The NSC, in compromising democratic legitimacy, is part and parcel of a distinctly Turkish condition in which an authoritarian ruling class, acting at once as watchdog and pressure valve, imposes secular modernity by fiat. But this arrangement has both diluted Turkey’s republican credentials and infantilized the electorate. Reliance on the armed forces to come to the rescue whenever voters suffer for their irresponsibility at the ballot box has rendered them susceptible to demagoguery, most famously former Prime Minister Necmettin Erbaken’s absurd Pan-Islamist rhetoric. In Turkey, all is fair game until the army confiscates the punch bowl.

Many in the armed forces are tired of playing nanny and would like to see their role reduced to the strict concerns of national defense, though there is much controversy within their ranks concerning the timetable of such a transition. But until the military stops imposing political leadership, it’s difficult to see how Turkey can be seriously considered for EU membership.

The problem of Kurdish separatism is no less thorny. The military went well past the bounds of civilized warfare during its conflict with the militant Kurdish Workers Party (PKK) throughout the 1990’s, torturing captives and razing entire Kurdish villages; hardly the sort of behavior the EU expects of its members.

The 1999 capture of PKK leader Abdullah Öcalan brought the guerrillas to heel — but at the cost of 30,000 mostly civilian lives.

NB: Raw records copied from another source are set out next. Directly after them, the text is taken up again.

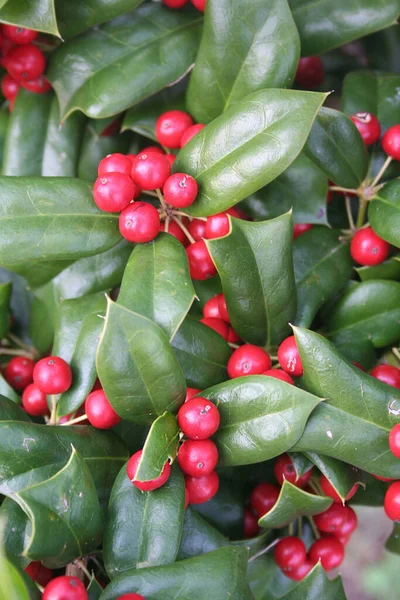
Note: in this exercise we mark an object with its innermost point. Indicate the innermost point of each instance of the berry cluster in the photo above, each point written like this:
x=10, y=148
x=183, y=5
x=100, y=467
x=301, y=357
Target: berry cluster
x=24, y=62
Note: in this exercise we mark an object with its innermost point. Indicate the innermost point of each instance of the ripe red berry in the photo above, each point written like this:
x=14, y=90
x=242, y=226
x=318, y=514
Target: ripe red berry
x=198, y=457
x=290, y=552
x=52, y=375
x=139, y=222
x=391, y=142
x=190, y=133
x=329, y=550
x=150, y=170
x=388, y=374
x=310, y=72
x=198, y=418
x=248, y=360
x=263, y=497
x=146, y=486
x=200, y=262
x=289, y=357
x=99, y=411
x=65, y=587
x=170, y=127
x=180, y=190
x=368, y=126
x=202, y=489
x=34, y=401
x=114, y=191
x=25, y=62
x=19, y=372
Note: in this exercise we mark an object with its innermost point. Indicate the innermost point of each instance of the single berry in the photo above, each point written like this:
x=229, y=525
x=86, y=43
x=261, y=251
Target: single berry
x=200, y=262
x=289, y=357
x=180, y=190
x=19, y=372
x=263, y=497
x=202, y=489
x=198, y=457
x=170, y=127
x=198, y=418
x=139, y=222
x=52, y=375
x=114, y=191
x=248, y=360
x=146, y=486
x=368, y=126
x=99, y=411
x=367, y=248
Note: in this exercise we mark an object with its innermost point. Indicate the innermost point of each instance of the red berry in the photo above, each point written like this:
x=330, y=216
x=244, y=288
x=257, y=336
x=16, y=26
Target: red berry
x=248, y=360
x=139, y=222
x=146, y=486
x=310, y=72
x=202, y=489
x=391, y=142
x=180, y=190
x=387, y=374
x=190, y=133
x=65, y=588
x=52, y=375
x=329, y=550
x=263, y=497
x=200, y=262
x=99, y=411
x=198, y=457
x=19, y=35
x=170, y=127
x=114, y=191
x=150, y=170
x=289, y=357
x=290, y=552
x=25, y=62
x=34, y=401
x=368, y=126
x=19, y=372
x=198, y=418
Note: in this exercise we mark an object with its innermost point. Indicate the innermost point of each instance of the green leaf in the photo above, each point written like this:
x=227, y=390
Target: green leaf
x=157, y=284
x=143, y=529
x=242, y=147
x=384, y=213
x=263, y=53
x=201, y=353
x=137, y=368
x=325, y=24
x=255, y=264
x=292, y=503
x=37, y=143
x=218, y=575
x=161, y=444
x=336, y=147
x=261, y=417
x=302, y=187
x=49, y=222
x=106, y=70
x=322, y=267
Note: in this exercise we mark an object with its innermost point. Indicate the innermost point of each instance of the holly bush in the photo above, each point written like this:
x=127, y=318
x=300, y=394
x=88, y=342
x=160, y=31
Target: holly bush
x=199, y=297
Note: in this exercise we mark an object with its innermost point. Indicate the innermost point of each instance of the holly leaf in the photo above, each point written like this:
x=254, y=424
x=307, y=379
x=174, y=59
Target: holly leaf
x=157, y=284
x=106, y=70
x=255, y=264
x=241, y=160
x=261, y=417
x=141, y=376
x=336, y=147
x=263, y=53
x=143, y=529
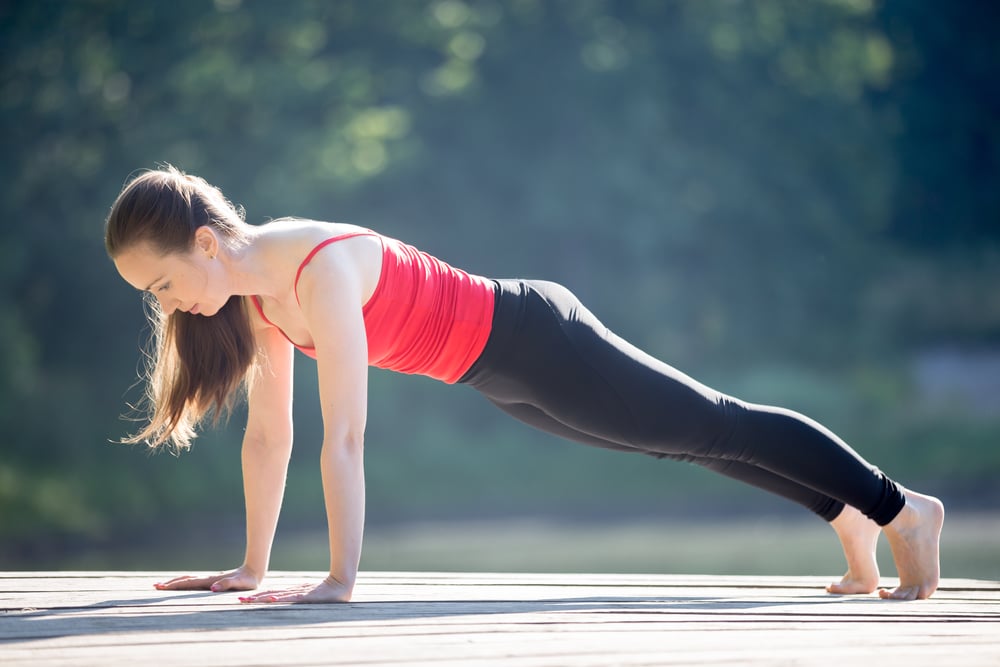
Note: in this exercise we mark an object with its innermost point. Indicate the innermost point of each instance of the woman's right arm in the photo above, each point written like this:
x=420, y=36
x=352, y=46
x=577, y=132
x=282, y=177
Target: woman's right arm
x=267, y=447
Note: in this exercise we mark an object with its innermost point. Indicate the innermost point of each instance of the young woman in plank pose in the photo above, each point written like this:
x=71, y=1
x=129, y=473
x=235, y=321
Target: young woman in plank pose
x=233, y=301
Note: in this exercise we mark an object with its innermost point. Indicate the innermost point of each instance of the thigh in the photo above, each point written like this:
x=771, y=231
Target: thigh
x=552, y=353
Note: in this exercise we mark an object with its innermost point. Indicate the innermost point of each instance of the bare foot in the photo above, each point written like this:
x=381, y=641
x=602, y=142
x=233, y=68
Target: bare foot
x=915, y=536
x=858, y=536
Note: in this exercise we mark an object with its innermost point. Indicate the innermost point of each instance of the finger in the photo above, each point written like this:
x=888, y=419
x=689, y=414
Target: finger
x=228, y=584
x=182, y=583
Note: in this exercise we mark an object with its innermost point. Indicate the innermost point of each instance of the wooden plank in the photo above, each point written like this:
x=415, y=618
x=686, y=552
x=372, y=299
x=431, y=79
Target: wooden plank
x=410, y=618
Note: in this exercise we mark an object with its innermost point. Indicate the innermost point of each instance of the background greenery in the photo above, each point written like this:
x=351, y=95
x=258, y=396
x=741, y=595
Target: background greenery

Öcalan was originally condemned to death but later had his sentence commuted to lifetime imprisonment in keeping with EU prohibitions against capital punishment. Over the past few years, Turkey has granted amnesty to many imprisoned PKK members who hadn’t engaged in violence. Presumably, these actions were taken largely to impress Europe, and for a moment it seemed as if Turkey was moving toward conciliation with European mores.

Equally encouraging, the Justice and Development Party has made bold moves to legalize Kurdish language courses and broadcasts, moves that a few years earlier the nation’s political and military elites would have equated with treason.

Such measures have been treated skeptically abroad; speaking in Turkey as part of a high level European delegation on March 8, Irish foreign minister Brian Cowen, while approving of parliament’s moves, noted that “implementation [of human rights legislation] would be a key element in the EU’s decision.” Chief among Minister Cowen’s concerns are the hurdles tacitly set by local officials that entangle now-legal Kurdish schools in endless red tape. The concern is that Turkey is putting on a show of reform while changing as little as possible in practice.

One is left with the impression that Turkey is running to catch up with the minimum human rights standards required of any civilized modern state. While its progress has this far been minimal, with the war for Islam in full swing perhaps its best not to push the Turks too far and too hard. We have need of Muslim allies with the potential for developing a real civil society — unlike such venal dictatorships and allies of convenience as Musharraf’s Pakistan and Wahabi Saudi Arrabi— and Turkey, warts and all, fits the bill.  

The EU’s pledged support is itself suspect considering a recent Financial Times report in which Internal Market Commissioner Frits Bolkestein is quoted as saying that he hope to prevent Turkey’s economic integration with the Union so to provide a “buffer” against the poorer nations to the east, namely Iran, Iraq and Syria. While Mr. Bolkestein later denied the remarks and other European leaders distanced themselves from them as well there is an uneasy feeling that Turkey is less than welcome. Its hardly surprising that the role of nag has been played by the Irish foreign minister Cowley, whose country notoriously dragged its feet on the most recent round of expansion as outlined in the Nice treaty and is less than excited by the inclusion of a large and poor state with which it will have to share generous subsidies.

While such unheroic motives are understandable considering how Ireland has prospered under the EU’s roof, the alternatives are to providing Turkey with similar aid or risk, losing the world’s only Islamic democracy, however flawed.